While 2011 will see new clubs popping up at the Cosmopolitan, Luxor, the Trop, Paris and Planet Hollywood, it was 365 days ago that another crop of venues was set to debut with New Year’s Eve grand openings.
The influx of CityCenter brought newcomers Haze and Gold Lounge from the Light Group, plus the Eva Longoria-owned Eve Nightclub at Crystals. The Hard Rock Hotel’s HRH Tower expansion made room for Vanity while the Venetian tried to revive the former Vivid/Venus space with Smokin’ Hot Aces.
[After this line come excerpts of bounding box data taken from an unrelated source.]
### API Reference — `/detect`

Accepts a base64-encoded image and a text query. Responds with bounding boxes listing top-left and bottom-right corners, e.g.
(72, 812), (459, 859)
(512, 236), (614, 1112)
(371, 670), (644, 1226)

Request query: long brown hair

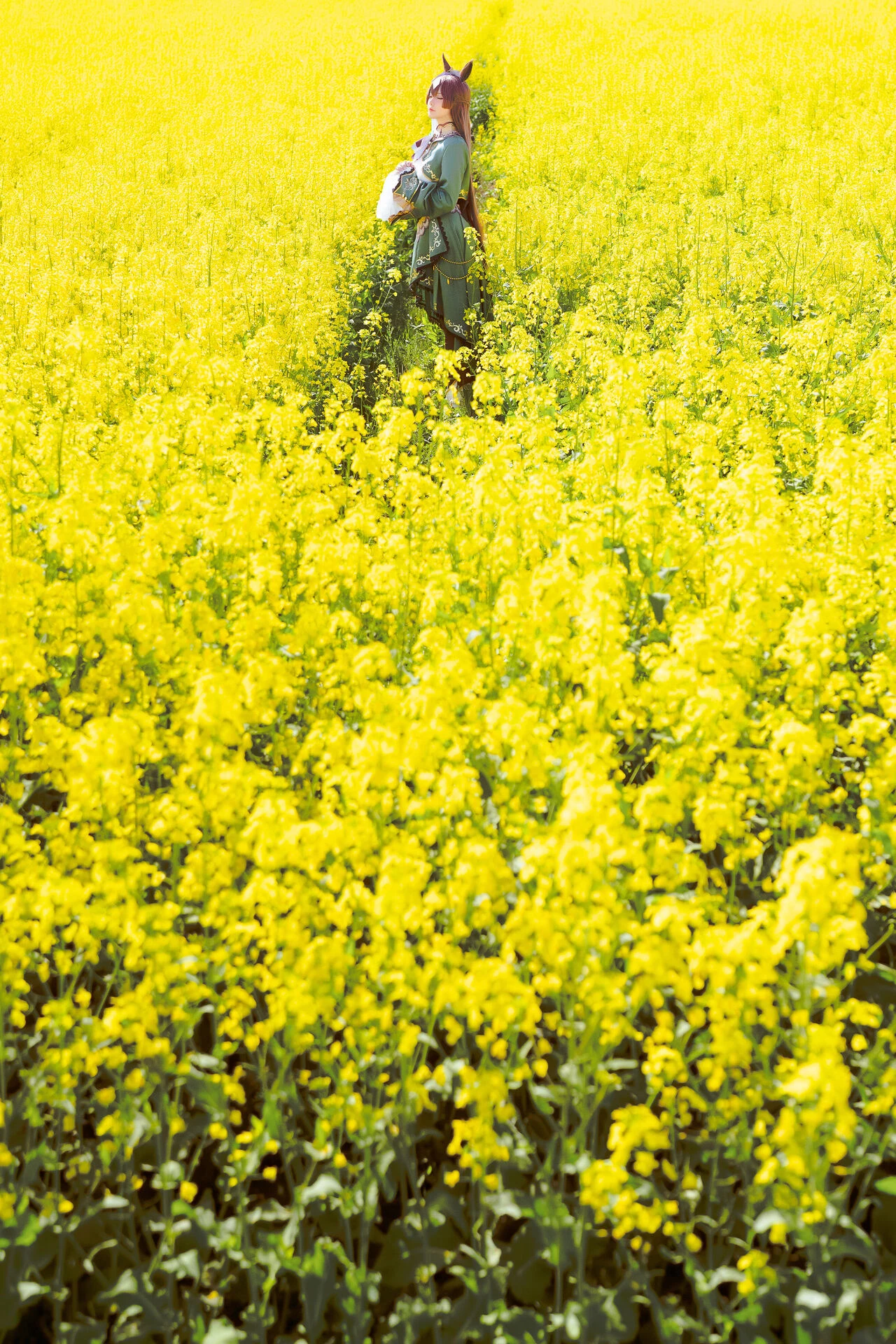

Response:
(426, 70), (485, 248)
A weak economy didn’t do anyone any favors, something with which newcomers in ’11 will have to contend.
“We knew we were going to book great events like Eva Longoria and P. Diddy and Kim Kardashian,” Eve director of operations Roy Saunders said. “We thought we were just going to blow the roof off of everything. We’ve done well, but there have been a lot of challenges with people spending money.”
Vanity struggled at first with getting out from under the shadow of Body English, and then grappled with a management shakeup and the transition of marketing, management and VIP services from the Hard Rock Nightlife Group to Angel Management Group by September.
“With a new nightclub, [in] the first year, a lot of people don’t know about the nightclub. It’s tough because Body English was open for five to six years,” Hard Rock director of nightlife operations Matthew Minichino said. “[Body English] was the name that was on the tip of everyone’s tongue. With one year under our belt, [Vanity] gets a little more notoriety.”
Of the Class of 2010, rock club Smokin’ Hot Aces was the only casualty, though the year wasn’t without troubles for even the newly minted flagship club for one of the nightlife scene’s top operators.
“It was a difficult time. Opening up with a new hotel had its pluses and minuses,” Haze general manager Kevin Dailey said. “We powered through it. Haze made a name for Aria versus Aria making a name for Haze.
“The new people? They’re going to have a hard time. CityCenter is still having a hard time filling the rooms. So anybody else is going to have a hard time filling rooms, and filling rooms has a pretty big play on filling your room, as a nightclub. Hotel occupancy always plays a big role. Luckily, Light Group has a big marketing machine. We made our own traffic there. That’s going be, I think, anybody’s hard time, is making their own traffic.” Not that something so trite as a “hard time” is going to slow down the next eager crop of grand openings, or the one after that—or the one after that.